Corbo: "Spalletti e la società, il prezzo dell'umiltà perduta"

Attenta analisi da parte di Antonio Corbo di quanto avvenuto in occasione della gara di campionato Napoli-Milan.
Brutto passo falso del Napoli contro il Milan. Antonio Corbo ha analizzato la sconfitta degli azzurri nel suo editoriale per Repubblica. Ecco uno stralcio del suo pezzo. "Come uno scroscio gelido sulla precoce festa di Napoli, il Milan rimette in discussione, se non il campionato, proprio il passaggio alla semifinale europea. Non basta l’assenza di Osimhen per spiegare lo sconcerto di un gruppo monopolista di vittorie e record. Lo sconcerto è negli sguardi attoniti di Spalletti, non prevedeva un Milan così virulento e fluente. Predica calma, che forse manca anche a lui, non trova neanche una soluzione per uscire dall’assedio. Non dà serenità neanche l’affannato arbitraggio di Antonio Rapuano, agente solerte della Municipale di Rimini, ma ancora acerbo per così forti tensioni".
"Protagonista è il giocatore che sembrava meno temibile. Lo spagnolo ventitreenne Ibrahim Diaz è un indefinito attaccante, non proprio un esterno, ma è proprio lui a far perdere le sue tracce mandando allo sbando Mario Rui, preferito all’infortunato Olivera. Mario Rui non fa neanche il supplente regista, non si collega con Kvaratskhelia che a sua volta non si sintonizza con Simeone. Ma i guai del Napoli sono anche altrove. Lobotka soffre per il controllo severissimo di Bennacer, è la prima falla a centrocampo, le altre segnalano Anguissa e Zielinski sviliti da Tonali e Krunic che fa i movimenti giusti per creare spazi a quel vortice di gioco azionato sul centro destra milanista da Ibrahim Diaz fino ad un insulto muscolare. Male anche la difesa, perché Politano si moltiplica all’inizio per fare da scudo ad uno smarrito Di Lorenzo. Leao che non segnava da 11 gare trova il suo Eldorado, non sbaglia un colpo, domina per puntualità, tecnica e forza".

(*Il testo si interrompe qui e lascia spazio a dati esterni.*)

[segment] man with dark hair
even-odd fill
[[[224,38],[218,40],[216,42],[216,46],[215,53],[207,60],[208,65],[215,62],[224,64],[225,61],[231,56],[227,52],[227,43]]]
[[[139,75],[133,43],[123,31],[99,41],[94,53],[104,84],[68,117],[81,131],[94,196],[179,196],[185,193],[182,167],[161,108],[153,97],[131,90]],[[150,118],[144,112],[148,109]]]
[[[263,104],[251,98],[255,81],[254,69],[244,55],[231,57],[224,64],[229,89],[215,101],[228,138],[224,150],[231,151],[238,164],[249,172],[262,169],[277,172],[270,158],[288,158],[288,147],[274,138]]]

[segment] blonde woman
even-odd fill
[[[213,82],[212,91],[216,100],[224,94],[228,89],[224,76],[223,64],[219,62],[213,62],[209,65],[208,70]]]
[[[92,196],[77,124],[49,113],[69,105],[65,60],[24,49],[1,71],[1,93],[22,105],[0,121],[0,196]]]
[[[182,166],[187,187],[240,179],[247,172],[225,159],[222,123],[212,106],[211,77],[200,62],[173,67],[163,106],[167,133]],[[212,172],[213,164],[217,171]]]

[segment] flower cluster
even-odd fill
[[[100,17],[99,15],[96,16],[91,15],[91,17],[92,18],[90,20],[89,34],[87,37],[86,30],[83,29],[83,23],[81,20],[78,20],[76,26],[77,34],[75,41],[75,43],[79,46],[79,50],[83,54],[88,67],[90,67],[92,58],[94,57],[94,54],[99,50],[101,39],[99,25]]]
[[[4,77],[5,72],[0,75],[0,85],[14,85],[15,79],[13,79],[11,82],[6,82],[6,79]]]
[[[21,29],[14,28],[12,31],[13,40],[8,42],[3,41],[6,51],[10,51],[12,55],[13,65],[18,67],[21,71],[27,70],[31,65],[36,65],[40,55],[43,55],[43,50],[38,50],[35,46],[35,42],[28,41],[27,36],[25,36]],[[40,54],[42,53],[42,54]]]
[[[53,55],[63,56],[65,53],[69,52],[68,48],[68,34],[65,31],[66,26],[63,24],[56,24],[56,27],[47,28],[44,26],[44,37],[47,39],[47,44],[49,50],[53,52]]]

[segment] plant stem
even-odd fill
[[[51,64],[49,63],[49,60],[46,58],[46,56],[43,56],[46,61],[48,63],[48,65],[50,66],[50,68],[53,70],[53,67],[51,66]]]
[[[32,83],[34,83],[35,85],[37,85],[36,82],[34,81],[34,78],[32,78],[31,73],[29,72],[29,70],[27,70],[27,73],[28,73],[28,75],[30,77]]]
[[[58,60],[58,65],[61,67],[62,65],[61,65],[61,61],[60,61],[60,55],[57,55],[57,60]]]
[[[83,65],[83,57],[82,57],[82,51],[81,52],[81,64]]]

Poi ancora: "Tra le prime verifiche occorre valutare i danni degli impegni con le varie nazionali, il Napoli ed il Milan si sono scambiati i valori. Mai così male la capolista, mai così bene la squadra di Pioli. I disagi all’estero hanno lasciato tracce sulla condizione di un Napoli che era già discusso per l’ostinata conferma dei titolari, Spalletti rifiutava le perplessità sugli esigui finali ad alcuni giocatori. Ha un mese per dimostrare che è stato autolesionistico il sovrabbondante impiego di alcuni, Osimhen primo fra questi. Alla vigilia della Champions (12 e 18 aprile le sfide) il Milan sembra un gigante. Sembra. Ma il calcio non finisce mai di stupire, basta ricominciare in umiltà. Progetti di festa e annunci avventati di conferme devono indurre anche la società a cautela e sobrietà".